WhyBuddy dynamically tracks follow-up questions using an internal state counter (chat_state["depth"]). This allows Gemma to scale its explanation depth fluidly:
- Level 0: Normal, comprehensive child-friendly explanation.
- Level 1: Simpler language with shorter sentence structures.
- Level 2: Centered heavily around a single, real-world analogy.
- Level 3: Ultra-simple, high-engagement toddler explanation.
- Model Loading Complexity (Gemma + SD)
- Problem: Multi-gigabyte models caused initialization timeouts and memory failures in constrained Kaggle notebook environments.
- Solution: Implemented explicit Kaggle Hub downloading (kagglehub.model_download) paired with conditional fallback error handling and automated GPU/VRAM capability detection.
- Structured Output Parsing
- Problem: LLMs can occasionally output unstructured or inconsistent text, breaking regex patterns in downstream multimedia layers.
- Solution: Enforced strict JSON/Marker formats via the SYSTEM_PROMPT combined with a robust custom fallback parser that splits content cleanly on pre-defined delimiter boundaries.
- Multimedia Synchronization
- Problem: Aligning dynamic audio narration length with static generated visual slides.
- Solution: Applied a fixed per-slide timing strategy (3–4 seconds per image scene) synchronized against the total narrative length, cleanly concatenated and exported via MoviePy.
- Performance Bottlenecks
- Problem: Stable Diffusion inference scales poorly and slows down user experience loops.
- Solution: Optimized generation by reducing inference to 25 steps, utilizing mixed-precision GPU acceleration (torch.float16), and maintaining a sequential, controlled execution pipeline.
- Child Safety & Content Control
- Problem: Risks of generating complex, scary, or unsafe edge-case text/images.
- Solution: Embedded a rigid safety verification layer directly within the SYSTEM_PROMPT alongside automated emoji, unicode, and profanity sanitization filters.
- Wikipedia Retrieval: Drastically reduces hallucination risk and anchors abstract definitions in verified reality.
- Gemma 4: Exceptional instruction-following capabilities and structured parsing reliability compared to alternative lightweight open-weights models.

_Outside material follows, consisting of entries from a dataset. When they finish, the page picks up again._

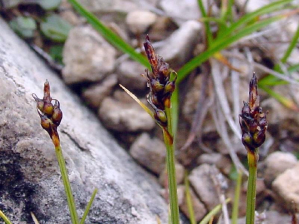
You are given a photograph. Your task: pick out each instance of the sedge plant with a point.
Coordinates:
(51, 116)
(253, 124)
(161, 82)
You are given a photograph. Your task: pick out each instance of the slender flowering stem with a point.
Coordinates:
(161, 81)
(51, 116)
(251, 189)
(253, 125)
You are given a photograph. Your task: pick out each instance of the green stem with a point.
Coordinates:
(170, 163)
(189, 200)
(235, 212)
(251, 190)
(173, 198)
(67, 186)
(6, 220)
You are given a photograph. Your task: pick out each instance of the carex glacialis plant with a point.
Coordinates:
(254, 125)
(161, 82)
(51, 115)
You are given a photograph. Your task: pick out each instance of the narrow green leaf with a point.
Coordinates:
(49, 4)
(109, 35)
(207, 25)
(212, 213)
(55, 28)
(189, 199)
(221, 44)
(250, 16)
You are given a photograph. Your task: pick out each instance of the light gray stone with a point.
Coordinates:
(286, 186)
(129, 75)
(139, 21)
(181, 11)
(123, 116)
(87, 56)
(179, 46)
(96, 93)
(276, 163)
(30, 179)
(201, 180)
(121, 6)
(198, 206)
(149, 152)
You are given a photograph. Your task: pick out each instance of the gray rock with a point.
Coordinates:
(129, 75)
(96, 93)
(203, 185)
(191, 103)
(30, 179)
(179, 173)
(181, 11)
(123, 116)
(139, 21)
(149, 152)
(217, 159)
(286, 186)
(122, 6)
(198, 206)
(276, 163)
(179, 46)
(87, 56)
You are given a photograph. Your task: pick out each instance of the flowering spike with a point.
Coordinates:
(253, 120)
(50, 115)
(161, 83)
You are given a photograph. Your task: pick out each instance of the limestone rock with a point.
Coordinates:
(198, 206)
(123, 116)
(120, 6)
(201, 180)
(149, 152)
(181, 11)
(87, 56)
(129, 75)
(276, 163)
(179, 46)
(139, 21)
(96, 93)
(29, 175)
(286, 186)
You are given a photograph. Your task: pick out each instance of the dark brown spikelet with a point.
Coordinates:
(160, 83)
(253, 120)
(50, 115)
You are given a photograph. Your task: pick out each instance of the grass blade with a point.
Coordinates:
(207, 25)
(189, 200)
(250, 16)
(221, 44)
(109, 35)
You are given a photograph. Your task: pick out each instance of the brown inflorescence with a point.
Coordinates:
(253, 120)
(160, 83)
(50, 115)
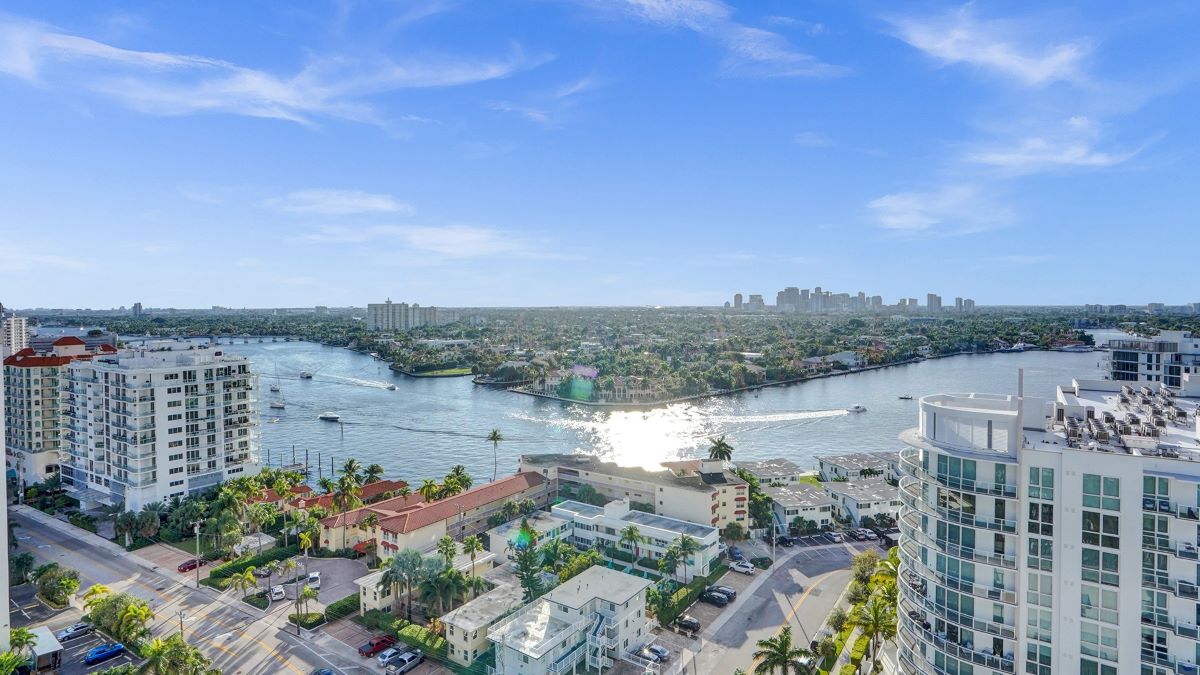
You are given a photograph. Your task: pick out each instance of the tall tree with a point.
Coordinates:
(778, 655)
(719, 448)
(495, 438)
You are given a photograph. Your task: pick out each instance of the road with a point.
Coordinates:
(799, 590)
(238, 640)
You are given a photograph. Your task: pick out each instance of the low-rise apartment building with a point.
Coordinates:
(592, 524)
(702, 491)
(592, 620)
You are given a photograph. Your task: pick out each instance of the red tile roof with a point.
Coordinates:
(426, 514)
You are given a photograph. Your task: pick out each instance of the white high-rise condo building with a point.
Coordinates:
(16, 334)
(1053, 537)
(145, 426)
(1163, 358)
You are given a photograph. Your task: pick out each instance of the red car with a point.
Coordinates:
(190, 565)
(376, 645)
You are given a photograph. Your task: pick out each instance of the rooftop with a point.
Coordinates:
(486, 609)
(772, 467)
(803, 495)
(870, 490)
(682, 475)
(858, 461)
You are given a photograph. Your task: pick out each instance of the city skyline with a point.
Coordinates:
(591, 153)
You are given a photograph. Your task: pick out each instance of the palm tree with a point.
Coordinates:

Stable Diffusion (DreamShaper): Successfully translates complex, abstract ideas into highly engaging visual learning cues optimized for early childhood psychology.
- Edge TTS: Extremely lightweight, fast API requiring zero local resource overhead while delivering human-grade vocal inflection.
- MoviePy: Provides a reliable programmatic multimedia stitching framework without requiring external heavy video rendering engines.
WhyBuddy produces a completely autonomous, AI-generated learning experience containing:
- 📝 Explanation Text tailored to the child's exact age and curiosity level (Gemma 4).
- 🎨 Visual Storybook Slides matching the narrative context (Stable Diffusion).
- 🔊 Voice Narration with clear, friendly pronounciation (Edge TTS).
- 🎬 An Educational Video File ready for playback (.mp4 via MoviePy).
WhyBuddy demonstrates how Gemma 4 can serve as the reliable reasoning core of a complex, multimodal educational system. By bridging the gap between LLM reasoning, retrieval augmentation, image generation, speech synthesis, and video composition, WhyBuddy showcases full-stack AI system engineering engineered for real-world interactive learning.